From: Tejun Heo <tj@kernel.org>
To: lizefan@huawei.com, axboe@kernel.dk, vgoyal@redhat.com
Cc: containers@lists.linux-foundation.org, cgroups@vger.kernel.org,
linux-kernel@vger.kernel.org, ctalbott@google.com,
rni@google.com, Tejun Heo <tj@kernel.org>
Subject: [PATCH 15/24] cfq-iosched: enable full blkcg hierarchy support
Date: Fri, 28 Dec 2012 12:35:37 -0800 [thread overview]
Message-ID: <1356726946-26037-16-git-send-email-tj@kernel.org> (raw)
In-Reply-To: <1356726946-26037-1-git-send-email-tj@kernel.org>
With the previous two patches, all cfqg scheduling decisions are based
on vfraction and ready for hierarchy support. The only thing which
keeps the behavior flat is cfqg_flat_parent() which makes vfraction
calculation consider all non-root cfqgs children of the root cfqg.
Replace it with cfqg_parent() which returns the real parent. This
enables full blkcg hierarchy support for cfq-iosched. For example,
consider the following hierarchy.
root
/ \
A:500 B:250
/ \
AA:500 AB:1000
For simplicity, let's say all the leaf nodes have active tasks and are
on service tree. For each leaf node, vfraction would be
AA: (500 / 1500) * (500 / 750) =~ 0.2222
AB: (1000 / 1500) * (500 / 750) =~ 0.4444
B: (250 / 750) =~ 0.3333
and vdisktime will be distributed accordingly. For more detail,
please refer to Documentation/block/cfq-iosched.txt.

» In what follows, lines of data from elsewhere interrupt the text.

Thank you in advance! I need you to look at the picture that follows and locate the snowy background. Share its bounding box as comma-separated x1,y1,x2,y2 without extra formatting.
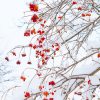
0,0,100,100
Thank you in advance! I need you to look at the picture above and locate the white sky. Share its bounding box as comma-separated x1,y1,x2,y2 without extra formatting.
0,0,99,99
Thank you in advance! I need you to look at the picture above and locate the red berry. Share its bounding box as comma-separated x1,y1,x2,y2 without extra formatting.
82,14,85,17
97,53,100,58
78,7,82,10
29,4,38,12
31,14,39,22
72,1,77,5
12,52,16,56
22,53,26,57
5,57,9,61
16,60,21,65
29,43,33,47
24,30,30,37
49,98,54,100
24,92,31,98
20,76,26,81
49,81,55,86
27,61,32,65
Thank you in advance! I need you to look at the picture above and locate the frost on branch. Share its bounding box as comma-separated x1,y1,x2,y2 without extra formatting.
5,0,100,100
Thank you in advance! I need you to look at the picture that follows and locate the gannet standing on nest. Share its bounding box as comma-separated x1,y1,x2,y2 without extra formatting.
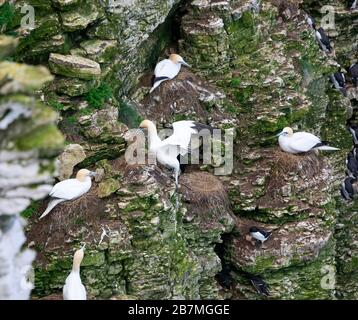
277,127,339,154
63,246,87,300
40,169,96,219
140,120,212,189
149,54,190,93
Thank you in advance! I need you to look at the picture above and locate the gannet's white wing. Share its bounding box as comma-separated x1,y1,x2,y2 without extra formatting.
49,179,91,200
289,132,322,152
160,120,209,155
154,59,181,79
63,272,87,300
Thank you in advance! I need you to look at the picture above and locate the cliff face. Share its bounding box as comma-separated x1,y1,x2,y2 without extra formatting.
0,0,358,299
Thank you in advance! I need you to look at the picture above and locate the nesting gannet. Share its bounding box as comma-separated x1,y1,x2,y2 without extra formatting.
277,128,339,153
331,68,347,96
150,54,190,93
140,120,212,188
247,275,270,297
348,0,357,10
63,246,87,300
249,227,272,244
348,63,358,87
313,25,332,52
40,169,96,219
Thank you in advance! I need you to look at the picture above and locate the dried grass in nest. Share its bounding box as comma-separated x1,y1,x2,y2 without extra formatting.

v2: cfq-iosched.txt updated to describe group scheduling as suggested
by Vivek.
Signed-off-by: Tejun Heo <tj@kernel.org>
Cc: Vivek Goyal <vgoyal@redhat.com>
---
Documentation/block/cfq-iosched.txt | 58 +++++++++++++++++++++++++++++++++++++
block/cfq-iosched.c | 21 ++++----------
2 files changed, 64 insertions(+), 15 deletions(-)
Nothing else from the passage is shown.